Speaking on other issues, Barrister Chima Williams, the Executive Director of Environmental Rights Action (ERA), Edo State, emphasized expanding conversations around state capture and illicit financial flows, and the possibility of disaggregating the Joint Ventures arrangement of Nigerian National Petroleum Corporation (NNPC). Barrister Chima also emphasised on what non-state actors must do to accelerate the passage of the Petroleum Industry Bill.

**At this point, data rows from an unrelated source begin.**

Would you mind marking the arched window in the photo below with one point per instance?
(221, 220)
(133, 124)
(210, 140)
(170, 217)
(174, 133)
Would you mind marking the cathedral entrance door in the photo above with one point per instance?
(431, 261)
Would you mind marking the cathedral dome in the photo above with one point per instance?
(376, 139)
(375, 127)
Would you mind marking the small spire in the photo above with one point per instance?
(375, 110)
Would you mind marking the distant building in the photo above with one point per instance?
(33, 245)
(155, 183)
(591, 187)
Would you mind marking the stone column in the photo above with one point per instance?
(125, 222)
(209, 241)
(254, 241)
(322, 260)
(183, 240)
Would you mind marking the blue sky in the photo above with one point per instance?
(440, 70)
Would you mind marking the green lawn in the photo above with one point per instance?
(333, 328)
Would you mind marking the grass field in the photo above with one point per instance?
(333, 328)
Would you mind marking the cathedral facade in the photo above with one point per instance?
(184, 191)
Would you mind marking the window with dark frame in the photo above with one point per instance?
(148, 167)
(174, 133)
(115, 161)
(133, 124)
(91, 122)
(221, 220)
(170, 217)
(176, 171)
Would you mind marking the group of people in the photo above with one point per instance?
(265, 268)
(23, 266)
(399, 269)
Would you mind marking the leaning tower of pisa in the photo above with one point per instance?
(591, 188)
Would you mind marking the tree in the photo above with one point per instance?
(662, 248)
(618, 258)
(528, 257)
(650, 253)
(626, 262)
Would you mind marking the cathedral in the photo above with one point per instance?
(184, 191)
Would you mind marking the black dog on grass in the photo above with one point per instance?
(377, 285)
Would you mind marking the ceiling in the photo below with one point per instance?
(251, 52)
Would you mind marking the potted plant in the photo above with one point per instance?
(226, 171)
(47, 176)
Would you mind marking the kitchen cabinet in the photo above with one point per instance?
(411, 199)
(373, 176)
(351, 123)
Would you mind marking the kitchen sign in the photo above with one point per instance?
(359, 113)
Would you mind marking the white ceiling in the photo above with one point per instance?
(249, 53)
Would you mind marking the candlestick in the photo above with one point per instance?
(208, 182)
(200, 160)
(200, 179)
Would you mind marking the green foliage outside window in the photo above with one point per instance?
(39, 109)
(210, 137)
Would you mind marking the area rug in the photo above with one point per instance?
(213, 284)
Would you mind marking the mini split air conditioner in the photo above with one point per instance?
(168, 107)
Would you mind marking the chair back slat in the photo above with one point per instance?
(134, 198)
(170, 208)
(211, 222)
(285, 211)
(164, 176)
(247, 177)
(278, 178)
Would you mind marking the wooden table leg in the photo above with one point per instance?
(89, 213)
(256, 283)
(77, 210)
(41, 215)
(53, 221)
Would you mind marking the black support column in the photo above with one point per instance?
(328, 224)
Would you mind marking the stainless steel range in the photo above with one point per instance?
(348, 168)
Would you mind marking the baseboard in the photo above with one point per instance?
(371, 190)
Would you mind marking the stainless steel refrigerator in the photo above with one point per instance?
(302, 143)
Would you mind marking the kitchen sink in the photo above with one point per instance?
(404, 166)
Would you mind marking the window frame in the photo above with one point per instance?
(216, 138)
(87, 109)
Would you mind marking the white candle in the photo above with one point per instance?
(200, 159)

In her remarks, the Executive Director of Stakeholder Democracy Network (SDN), Mrs Florence Kayemba, expressed her concerns on the neglection of the low quality of Petrol being imported into the country. This quality is far below the standard of what is obtainable in the environment where the oil is being imported. She asserted that her organization’s assessment in Nigeria’s south-south region shows that artisanry refined oil is confirmed to be of better quality than what the Nigerian government is importing into the country.
Other participants added a need to have a regulation for NNPC’s cost of collection as a panacea to end the discretionary deductions by NNPC. Likewise, the Nigerian government and non-state actors need to start paying attention to happenings in the solid mineral industry, noting that in years to come, oil may become unmarketable.
In the final remarks, there was a unanimous agreement that CSOs working in the extractive sector should consider developing a framework to raise an endowment fund that would guarantee access to resources to pursue necessary actions by civil society groups.
“With this, non-state actors in the sector will have a relatively predictable funding source cycle, independent of changing donor priorities to enable them to adapt to changing political dynamics that influence the implementation or sustenance of reforms,” said Gabriel Okeowo, BudgIT’s Principal Lead.
As a final resolution, participants agreed that there is a need for a joint advocacy campaign on extractive reform by CSOs, which will ultimately include using litigation where required, to make the government comply with operational processes that would be in the Nigeria people’s best interest.